TLDR; 默认为 binary 用于二进制分类和 micro 用于多-类分类.其他平均类型，例如 None 和 macro 也可以通过如下所述的微小修改来实现.

TLDR; Default is binary for binary classification and micro for multi-class classification. Other average types such as None and macro can also be achieved with minor modification as explained below.

这应该能让您清楚地了解 tf.keras.Precision() 和 sklearn.metrics.precision_score() 之间的区别.让我们比较不同的场景.

This should give you some clarity on the differences between tf.keras.Precision() and sklearn.metrics.precision_score(). Let's compare different scenarios.

场景 1:二元分类

对于二元分类，您的 y_true 和 y_pred 分别为 0,1 和 0-1.两者的实现都非常简单.

For binary classification, your y_true and y_pred are 0,1 and 0-1 respectively. The implementation for both is quite straight forward.

Sklearn 文档:仅报告 pos_label 指定的类的结果.这仅适用于目标 (y_{true,pred}) 是二进制的.

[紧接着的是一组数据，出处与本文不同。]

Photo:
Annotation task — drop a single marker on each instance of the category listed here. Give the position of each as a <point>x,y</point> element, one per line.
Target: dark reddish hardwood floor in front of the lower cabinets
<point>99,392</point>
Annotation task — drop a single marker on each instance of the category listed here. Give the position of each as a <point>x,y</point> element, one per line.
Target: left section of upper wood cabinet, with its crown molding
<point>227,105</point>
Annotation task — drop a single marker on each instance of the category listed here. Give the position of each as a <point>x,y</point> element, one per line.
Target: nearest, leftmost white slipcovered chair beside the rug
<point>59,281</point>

Sklearn documentation: Only report results for the class specified by pos_label. This is applicable only if targets (y_{true,pred}) are binary.

#Binary classification

from sklearn.metrics import precision_score
import tensorflow as tf

y_true = [0,1,1,1]
y_pred = [1,0,1,1]

print('sklearn precision: ',precision_score(y_true, y_pred, average='binary'))
#Only report results for the class specified by pos_label. 
#This is applicable only if targets (y_{true,pred}) are binary.

m = tf.keras.metrics.Precision()
m.update_state(y_true, y_pred)
print('tf.keras precision:',m.result().numpy())

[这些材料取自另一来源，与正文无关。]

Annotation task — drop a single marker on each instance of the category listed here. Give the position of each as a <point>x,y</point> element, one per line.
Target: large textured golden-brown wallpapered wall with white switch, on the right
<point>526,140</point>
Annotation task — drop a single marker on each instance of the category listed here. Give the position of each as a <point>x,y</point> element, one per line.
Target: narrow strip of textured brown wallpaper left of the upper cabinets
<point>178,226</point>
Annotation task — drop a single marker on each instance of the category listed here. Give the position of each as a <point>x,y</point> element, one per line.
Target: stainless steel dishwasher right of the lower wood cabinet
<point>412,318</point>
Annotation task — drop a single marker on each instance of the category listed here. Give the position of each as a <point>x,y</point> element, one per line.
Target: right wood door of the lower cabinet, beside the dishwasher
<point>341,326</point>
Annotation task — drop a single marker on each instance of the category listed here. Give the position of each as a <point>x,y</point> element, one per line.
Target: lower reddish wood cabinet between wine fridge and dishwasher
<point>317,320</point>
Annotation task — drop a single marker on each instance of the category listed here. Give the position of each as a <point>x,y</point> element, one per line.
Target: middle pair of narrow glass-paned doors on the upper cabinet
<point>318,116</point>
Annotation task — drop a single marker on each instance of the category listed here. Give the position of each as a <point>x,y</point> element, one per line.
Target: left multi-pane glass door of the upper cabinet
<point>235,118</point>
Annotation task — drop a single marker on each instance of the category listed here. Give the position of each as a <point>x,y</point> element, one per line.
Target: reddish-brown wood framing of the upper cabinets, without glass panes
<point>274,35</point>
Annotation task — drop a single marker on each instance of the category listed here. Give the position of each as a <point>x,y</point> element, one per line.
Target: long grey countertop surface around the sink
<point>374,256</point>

sklearn precision:  0.6666666666666666
tf.keras precision: 0.6666667

场景 2:多类分类(全局精度)

在这里，您正在使用多类标签，但您不必担心每个类的 Precision 是如何的.您只需要一组全局的 TP 和 FP 来计算总精度分数.在 sklearn 中，这是由参数 micro 设置的，而在 tf.keras 中，这是 Precision() 的默认设置代码>

Here you are working with multi-class labels but you are not bothered about how the Precision is for each individual class. You simply want a global set of TP and FP to calculate a total precision score. In sklearn this is set by the parameter micro, while in tf.keras this is the default setting for Precision()

Sklearn 文档:通过计算真阳性、假阴性和假阳性的总数来全局计算指标.

Sklearn documentation: Calculate metrics globally by counting the total true positives, false negatives and false positives.

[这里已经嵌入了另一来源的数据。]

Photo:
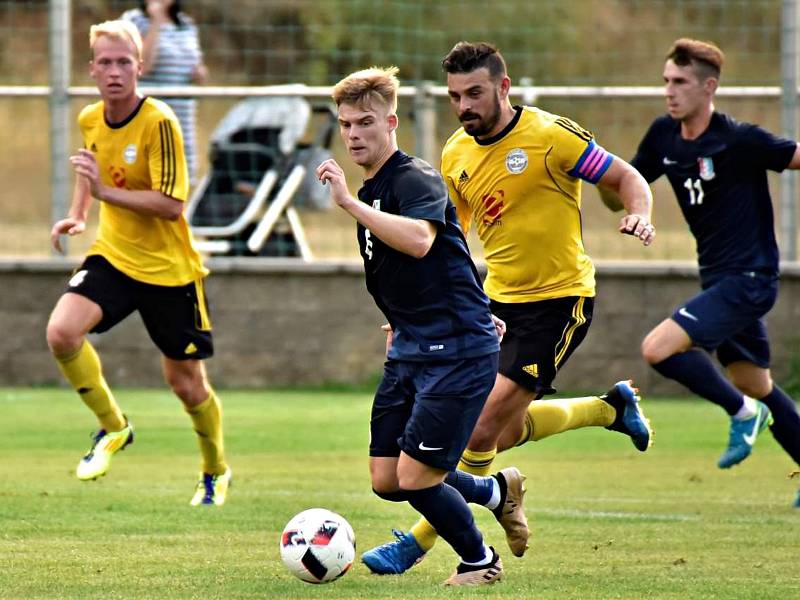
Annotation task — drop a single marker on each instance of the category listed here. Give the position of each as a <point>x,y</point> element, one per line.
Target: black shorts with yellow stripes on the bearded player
<point>540,337</point>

#Multi-class classification (global precision)

#3 classes, 6 samples
y_true = [[1,0,0],[0,1,0],[0,0,1],[1,0,0],[0,1,0],[0,0,1]]
y_pred = [[1,0,0],[0,0,1],[0,1,0],[1,0,0],[1,0,0],[0,1,0]]

print('sklearn precision: ',precision_score(y_true, y_pred, average='micro'))
#Calculate metrics globally by counting the total true positives, false negatives and false positives.

m.reset_states()
m = tf.keras.metrics.Precision()
m.update_state(y_true, y_pred)
print('tf.keras precision:',m.result().numpy())

sklearn precision:  0.3333333333333333
tf.keras precision: 0.33333334

场景 3:多类分类(每个标签的二进制精度)

如果您想知道每个单独类的精度，您会对这个场景感兴趣.在 sklearn 中，这是通过将 average 参数设置为 None 来完成的，而在 tf.keras 中，您必须使用 class_id 为每个单独的类分别实例化对象.

You are interested in this scenario if you want to know the precision for each individual class. In sklearn this is done by setting the average parameter to None, while in tf.keras you will have to instantiate the object for each individual class separately using class_id.

Sklearn 文档:如果没有，则返回每个班级的分数.

Sklearn documentation: If None, the scores for each class are returned.

#Multi-class classification (binary precision for each label)

#3 classes, 6 samples
y_true = [[1,0,0],[0,1,0],[0,0,1],[1,0,0],[0,1,0],[0,0,1]]
y_pred = [[1,0,0],[0,0,1],[0,1,0],[1,0,0],[1,0,0],[0,1,0]]

print('sklearn precision: ',precision_score(y_true, y_pred, average=None))
#If None, the scores for each class are returned.

#For class 0
m0 = tf.keras.metrics.Precision(class_id=0)
m0.update_state(y_true, y_pred)

#For class 1
m1 = tf.keras.metrics.Precision(class_id=1)
m1.update_state(y_true, y_pred)

#For class 2
m2 = tf.keras.metrics.Precision(class_id=2)
m2.update_state(y_true, y_pred)

mm = [m0.result().numpy(), m1.result().numpy(), m2.result().numpy()]

print('tf.keras precision:',mm)

sklearn precision:  [0.66666667 0.         0.        ]
tf.keras precision: [0.6666667, 0.0, 0.0]

场景 4:多类分类(单个二进制分数的平均值)

一旦您计算了每个类别的单独精度，您可能需要取平均分数(或加权平均值).在 sklearn 中，通过将参数 average 设置为 macro 来获取单个分数的简单平均值.在 tf.keras 中，您可以通过取上述场景中计算的各个精度的平均值来获得相同的结果.

Once you have calculated the individual precision for each class, you may want to take the average score (or weighted average). In sklearn, a simple average of the individual scores is taken by setting the parameter average to macro. In tf.keras you can get the same result by taking an average of the individual precisions as calculated in the scenario above.

Sklearn 文档:计算每个标签的指标，并找到它们的未加权平均值.

Sklearn documentation: Calculate metrics for each label, and find their unweighted mean.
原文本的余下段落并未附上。